Initial All Payer, All Claims Data Reveals a Lot of Unknowns
June 29, 2012—More work needs to be done on Oregon’s all payer, all claims database before state officials have a better grasp of healthcare costs and an idea of which services are being used more than others, according to a recent report given to the Health Policy Board.
Such a system, which was given the go-ahead by the Legislature in 2009, collects a wide variety of data from health insurers, third party administrators, Medicaid, Medicare and pharmacy benefit managers.
The data, which is largely financially-oriented, includes information on claims, plan payments, a member’s cost sharing responsibilities for co-payments, coinsurance and deductibles, diagnoses and procedures performed, a member’s age, gender, race/ethnicity data, and whether the treatment they received was inpatient, outpatient, or from an emergency department.
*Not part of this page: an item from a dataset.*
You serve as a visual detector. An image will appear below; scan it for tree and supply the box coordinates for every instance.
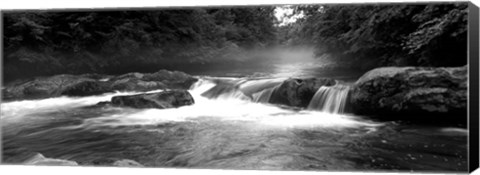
[283,3,468,69]
[3,7,278,81]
Oregon began collecting data in the fall of 2010. Since then, approximately 153 million claims have been submitted by 37 payers, according to Gretchen Morley, the Oregon Health Authority’s director of health analytics. During those two years, a “back of the envelope” estimate of those costs are roughly $27 billion.
Currently, the all payer, all claims system is not collecting data for Medicare fee for service, uninsured and self-pay, and stand alone dental and vision coverage, but eventually that will happen, Morley said.
It is unclear when that will occur. Neither Morley nor spokespeople from the Oregon Health Authority returned a call for comment.
But Morley did tell the Policy Board that her agency is working to improve the data’s quality so it can be more informational. “There's a lot of work to be done,” she said.
Much of the discussion during the Policy Board’s meeting focused on what the data revealed in terms of a person’s race and ethnicity, which is considered a major factor influencing access to healthcare.
Analyzing the data from the commercial insurers, Morley found that more than 90 percent of the claims did not reveal anything about a person’s race and ethnicity is unknown. The data for Medicare was slightly better, while the Medicaid data showed that roughly 60 percent of people were white, while 30 percent of the time that information was unknown.
The Medicaid data is more informative, according to Tina Edlund, the authority’s policy chief, because anyone contracting with that agency must collect information on race and ethnicity, which is not true for commercial insurers.
“We’re hoping to see this improve,” Morley said.
The state is also asking the Centers for Medicare and Medicaid Services, as part of its waiver application to proceed with coordinated care organizations, to allow the people to give people the option of refusing to identify their race and ethnicity on their enrollment forms, rather than skip that question.
Morley also said the Oregon Health Authority exerts tight control over who has access to the claims data to protect the privacy of the member information.
“Because of the identifiable data, there is virtually no one who has access to the full data,” she said.